I want to find the coordinates of center of the inscribed circle triangle $ABC$, where $A(-274,-253)$, $B(-1,7)$, $C(14,7)$. I tried
First way. We have $c = AB=377$, $a = BC=15$, $b = AC=388$. Let $I(x,y)$ be the center, using the formulas $$a \overrightarrow{IA} + b\overrightarrow{IB}+c\overrightarrow{IC}=\overrightarrow{0}$$ we have the system of equations $$\begin{cases} 15(-274-x)+388(-1-x)+377(14-x)=0\\ 15(-253-y)+388(7-y)+377(7-y)=0 \end{cases}.$$ Solve this system of equations, we get $I(1,2)$.
Second way.
- The equation of the line $AB$ is $260x-273y+2171 = 0$.
- The equation of the line $AB$ is $260x-288y-1624 = 0$.
- The equation of the line $BC$ is $y = 7$.
- The equation of the bisector of the interior at the vertex $A$ is $255x-275y+295 = 0$.
- The equation of the bisector of the interior at the vertex $B$ is $5x+2y-9 = 0$.
- The center $I$ is the intersection point of two bisectors, there for we solve the system $$\begin{cases} 255x-275y+295 = 0\\ 5x+2y-9 = 0 \end{cases}.$$ and get $I(1,2)$.
Third way. Using the formulas $$(x_I,y_I)=\left(\frac{ax_a+bx_b+cx_c}{a+b+c},\frac{ay_a+by_b+cy_c}{a+b+c}\right)$$
Are there another ways?
I don't know how many ways there are exactly. But I can tell you another solution.

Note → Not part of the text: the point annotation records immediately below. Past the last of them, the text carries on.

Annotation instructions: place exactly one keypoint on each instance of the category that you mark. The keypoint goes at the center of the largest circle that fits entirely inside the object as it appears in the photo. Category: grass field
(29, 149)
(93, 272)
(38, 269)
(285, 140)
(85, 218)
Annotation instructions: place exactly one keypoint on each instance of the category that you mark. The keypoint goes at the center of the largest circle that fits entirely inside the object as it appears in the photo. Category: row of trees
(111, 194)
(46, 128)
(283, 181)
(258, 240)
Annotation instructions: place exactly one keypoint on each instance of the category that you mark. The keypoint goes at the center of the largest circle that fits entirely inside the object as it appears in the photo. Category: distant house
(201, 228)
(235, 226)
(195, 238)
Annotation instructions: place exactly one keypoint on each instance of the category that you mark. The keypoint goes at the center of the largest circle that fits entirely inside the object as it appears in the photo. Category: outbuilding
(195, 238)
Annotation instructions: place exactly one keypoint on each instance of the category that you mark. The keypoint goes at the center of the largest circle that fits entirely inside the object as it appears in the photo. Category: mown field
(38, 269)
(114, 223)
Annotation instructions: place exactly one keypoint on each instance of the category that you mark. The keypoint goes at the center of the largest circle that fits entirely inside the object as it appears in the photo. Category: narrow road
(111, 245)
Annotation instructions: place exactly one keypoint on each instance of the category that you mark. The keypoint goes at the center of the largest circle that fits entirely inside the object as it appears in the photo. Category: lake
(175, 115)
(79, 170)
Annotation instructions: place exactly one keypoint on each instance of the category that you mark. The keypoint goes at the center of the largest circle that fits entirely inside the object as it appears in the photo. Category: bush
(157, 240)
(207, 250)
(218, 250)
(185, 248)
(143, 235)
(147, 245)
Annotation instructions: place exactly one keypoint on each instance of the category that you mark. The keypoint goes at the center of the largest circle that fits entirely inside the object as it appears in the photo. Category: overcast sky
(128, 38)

Letting $|F|$ be the area of a figure $F$, we have
$$|ABC|=|IAB|+|IBC|+|ICA|=\frac 12\times r\times (AB+BC+CA)$$ where $r$ is the radious of the inscribed circle.
Since we can get $|ABC|, AB+BC+CA$, we get $r$. So we now know that the distance between $I$ and the line $AB$ is $r$, and that the distance between $I$ and the line $BC$ is also $r$. Then, calculation will tell you the coordinate of $I$.
As you may notice, this solution is not very good. I'm writing this because you seem to be interested in another solution. To be honest, I would not use my solution unless the shape of the given triangle is something special.